In [49]:
import finnhub as fh
import pandas as pd
import yfinance as yf
import pandas_datareader as pdr
import quandl
import time
import datetime
from datetime import timezone
import scipy.stats
import statistics

## Data Gathering
Below are the functions used to gather price and financial statement data from YahooFinance, FinnHub and Robur Global using their respective APIs. 

In [2]:
# Pandas DF manipulation helper functions
def DateToUnix(date):
    return int(date.replace(tzinfo=timezone.utc).timestamp())

def UnixToDate(unix):
    return datetime.datetime.utcfromtimestamp(unix).strftime('%Y-%m-%d %H:%M:%S')

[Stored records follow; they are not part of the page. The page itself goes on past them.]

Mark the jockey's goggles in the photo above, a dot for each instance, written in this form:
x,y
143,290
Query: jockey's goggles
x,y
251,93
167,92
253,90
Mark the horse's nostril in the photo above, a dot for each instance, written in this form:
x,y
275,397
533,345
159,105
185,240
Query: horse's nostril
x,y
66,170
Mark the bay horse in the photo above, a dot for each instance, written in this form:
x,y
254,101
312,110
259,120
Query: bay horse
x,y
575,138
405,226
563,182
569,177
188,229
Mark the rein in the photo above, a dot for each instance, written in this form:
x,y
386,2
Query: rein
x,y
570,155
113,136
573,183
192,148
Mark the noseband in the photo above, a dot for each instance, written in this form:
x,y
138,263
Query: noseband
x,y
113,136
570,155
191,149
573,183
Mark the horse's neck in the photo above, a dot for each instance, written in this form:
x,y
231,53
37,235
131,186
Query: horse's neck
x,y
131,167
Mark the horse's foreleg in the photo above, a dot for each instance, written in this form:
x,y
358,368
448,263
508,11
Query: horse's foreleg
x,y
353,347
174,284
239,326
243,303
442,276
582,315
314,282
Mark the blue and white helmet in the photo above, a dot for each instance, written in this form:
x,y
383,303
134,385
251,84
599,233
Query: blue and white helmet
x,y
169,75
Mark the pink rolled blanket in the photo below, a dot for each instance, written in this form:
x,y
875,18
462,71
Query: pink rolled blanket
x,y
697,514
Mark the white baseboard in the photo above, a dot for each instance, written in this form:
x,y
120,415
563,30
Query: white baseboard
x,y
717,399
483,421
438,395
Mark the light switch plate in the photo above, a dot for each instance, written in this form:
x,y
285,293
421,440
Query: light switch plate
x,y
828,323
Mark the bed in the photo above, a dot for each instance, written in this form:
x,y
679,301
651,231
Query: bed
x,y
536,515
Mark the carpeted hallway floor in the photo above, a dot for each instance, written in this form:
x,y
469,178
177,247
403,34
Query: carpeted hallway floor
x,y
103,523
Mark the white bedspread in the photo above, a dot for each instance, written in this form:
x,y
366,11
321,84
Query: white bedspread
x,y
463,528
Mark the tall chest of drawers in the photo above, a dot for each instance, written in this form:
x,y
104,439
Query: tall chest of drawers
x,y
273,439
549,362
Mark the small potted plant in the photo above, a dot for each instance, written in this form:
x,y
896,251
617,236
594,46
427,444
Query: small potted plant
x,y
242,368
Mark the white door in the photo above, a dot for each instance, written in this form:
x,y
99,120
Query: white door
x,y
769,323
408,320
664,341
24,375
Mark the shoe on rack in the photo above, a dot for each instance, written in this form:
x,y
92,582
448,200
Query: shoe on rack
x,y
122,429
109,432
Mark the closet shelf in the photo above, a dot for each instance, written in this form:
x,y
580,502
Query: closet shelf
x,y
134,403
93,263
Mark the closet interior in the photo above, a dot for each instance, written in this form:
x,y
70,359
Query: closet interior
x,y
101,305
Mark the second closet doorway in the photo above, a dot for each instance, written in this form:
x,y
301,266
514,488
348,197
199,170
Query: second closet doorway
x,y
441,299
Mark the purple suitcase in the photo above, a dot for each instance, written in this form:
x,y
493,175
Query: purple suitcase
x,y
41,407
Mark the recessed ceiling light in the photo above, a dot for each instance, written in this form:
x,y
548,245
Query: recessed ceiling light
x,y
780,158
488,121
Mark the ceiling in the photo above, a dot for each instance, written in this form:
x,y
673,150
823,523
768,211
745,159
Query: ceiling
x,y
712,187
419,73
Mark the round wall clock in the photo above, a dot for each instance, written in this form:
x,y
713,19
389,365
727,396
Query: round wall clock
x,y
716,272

def FlattenStatementDF(statement_df):
    list_of_dict = list(statement_df.financials)
    return pd.DataFrame(list_of_dict)

def MergeStatementDF(statement_df_list):
    output = statement_df_list[0].merge(statement_df_list[1],on="period")
    output = output.merge(statement_df_list[2],on="period")
    output = output.set_index('period')
    return output

def SaveOutput(filename_prefix,**kwargs):
    for df_name, df in kwargs.items():
        filename = filename_prefix + '_' + df_name + '.csv'
        df.to_csv(filename)
        
def GetFailedCompanies(failed_ticker_list,ticker_company_table,reason_failed):
    print("Couldn't get",reason_failed,"data for",len(failed_ticker_list),"companies.")
    output = pd.DataFrame(columns=['ticker','company','reason_failed'])
    for ticker in failed_ticker_list:
        company = ticker_company_table.company.loc[ticker_company_table.finnhub == ticker]
        row = {'ticker':ticker,'company':company,'reason_failed':reason_failed}
        output = output.append(row,ignore_index=True)
    return output

In [14]:
# FinnHub
finnhub_client = fh.Client(api_key="br4je57rh5r8ufeothr0")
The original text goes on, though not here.